I'm going to follow up with a general roadmap message
and everyone can respond with which wiz bang features
we're working on that no one wants. Fair enough.
> The pressure for a product like this is getting pretty
> significent, even I have started to think about products
> from the Evil Empire ! (Not seriously but Samba must
> fight to remain relevent).
Well, I'm going to play the other side here, ok? I've
run the Samba PDC code in a production environment, so I
think I qualify as a voice of reason here.
If I were to take you statement at face value, then
Samba would not be relevant today (since it does not
offer a full PDC implementation). However, we all know
based up these mailing lists, that is not the case.

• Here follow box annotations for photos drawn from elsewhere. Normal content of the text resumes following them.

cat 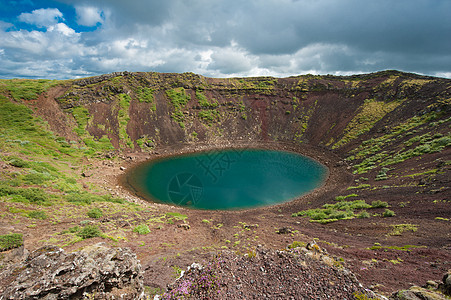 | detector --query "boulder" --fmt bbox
[0,243,144,299]
[438,270,451,296]
[390,286,446,300]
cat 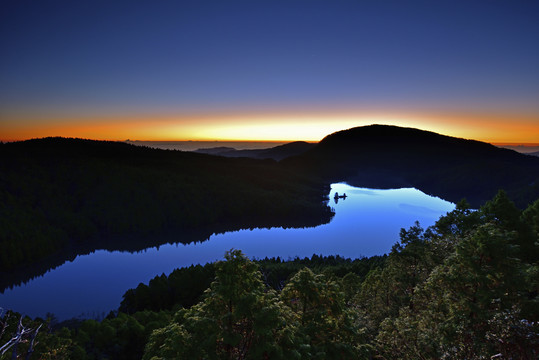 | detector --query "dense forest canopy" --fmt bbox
[0,138,333,290]
[0,192,539,360]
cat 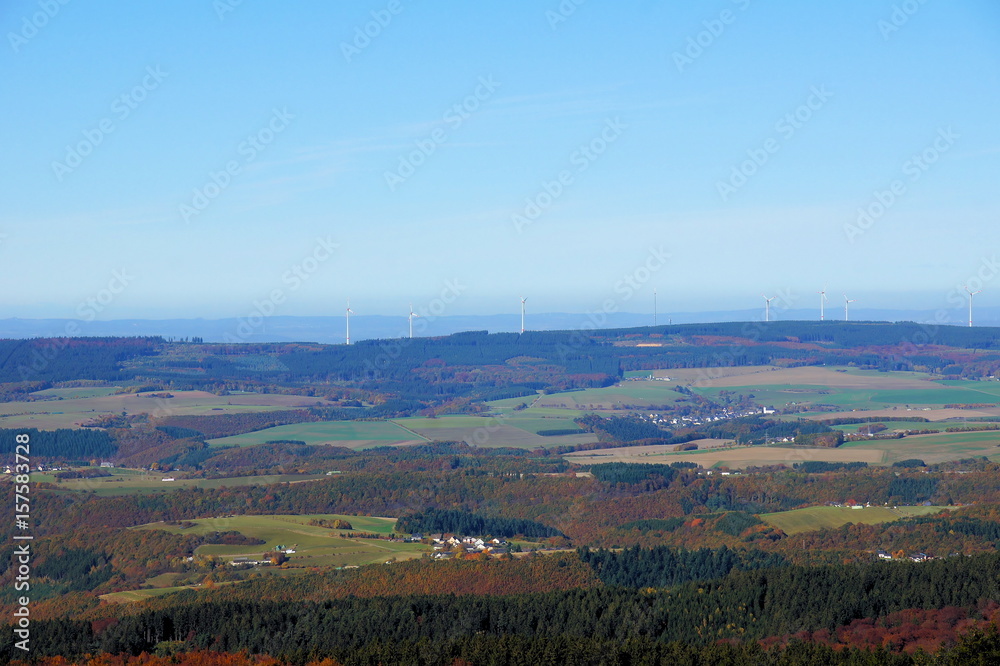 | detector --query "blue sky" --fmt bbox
[0,0,1000,319]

Currently, the Samba team is made up of about 2 dozen
people. So I'm sure that begs the question, "How does
one become a member?" It's not hard really. Write code,
write documentation, take the ball an run with it (remember
that Andrew is the benevolent dictator in this).
Now out of two dozen members (grown in size over the years),
code check ins now-a-days are by about 1/2 dozen people.

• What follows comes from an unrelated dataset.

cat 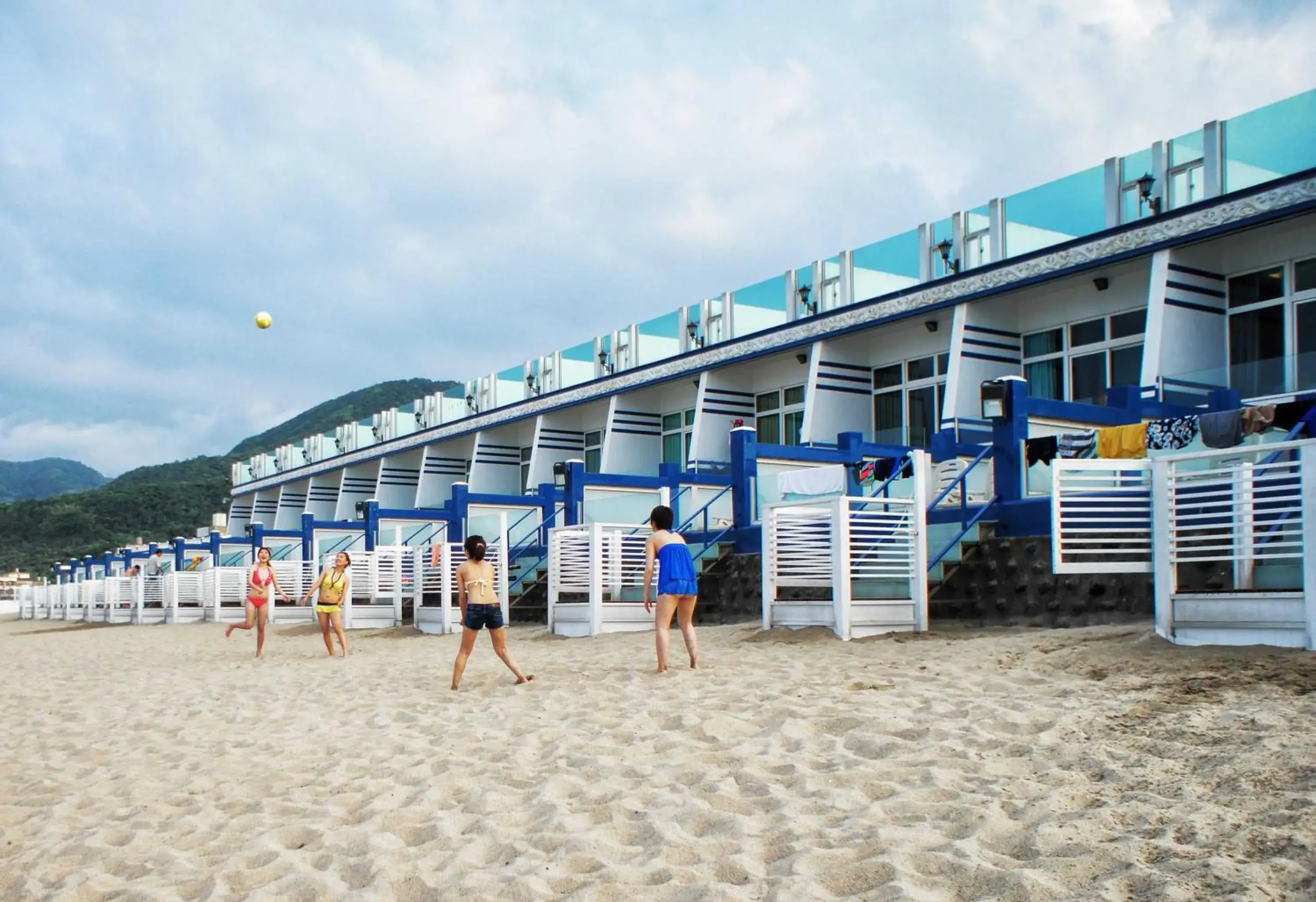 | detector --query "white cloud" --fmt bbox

That's a programming team of 6 people staring at bits on
the wire, reading as much documentation as is available
(writing it in other cases), and still trying to maintainable
code quality in releases.
Does anyone here realize that we had to rewrite the entire
locking semantics for 2.2.0? it is now what we believe to
be the most robust, and solid locking code available in
Samba or out. (ask me this again after the release of
2.2.0 though :) ). Andrew has also implemented a small
database library and we've lookup stores to this in
order to improve speed and scalability.
My point is that no one has said anything about these
(although they were extremely necessary). How do I know
they were necessary and not simply some exercise in frivolous
coding? Because I can dig up benchmarks that showed
extreme numbers of context switches on Sun E3000 running
Solaris 2.6 due to lookups in the status.lck file
upon startup of a new smbd.
So at this point I'm probably rambling. I hope that no
one has taken offense as it was certainly not meant in
anyway. I just think what has happened (and please don't
anyone take this wrong), is that to focus on the PDC
implementation is but one part of the whole. Maybe
everyone has got stars in their eyes from watching Luke
(and Elrond and Matty and others) work on this. I
don't know. They've all done incredible work. Just be
careful not to downplay those that keep releases coming
and fix bugs so that MS Word can save to a Samba
share. :-) :-)
Until you actually look at the code in TNG
and then look at the code in HEAD, you will **never**
understand what we talk about the differences between
the two. Trust me on this one. I know that which I
speak of since working on the rpcclient merge from TNG
into HEAD. :-)
That's it for now.
<aside>
David, although this was in response to a message
from you, I didn't send you a direct reply since
it was addressed more as an open letter.
</aside>
Please, no flames, ok? I will gladly respond to logical
questions comments, but not flames. I'm way too busy
right now.
Oh...and thanks for using Samba. :-) :-)
Cheers,
jerry
----------------------------------------------------------------------
/\ Gerald (Jerry) Carter Professional Services
\/ http://www.valinux.com VA Linux Systems gcarter at valinux.com
http://www.samba.org SAMBA Team jerry at samba.org
http://www.eng.auburn.edu/~cartegw
"...a hundred billion castaways looking for a home."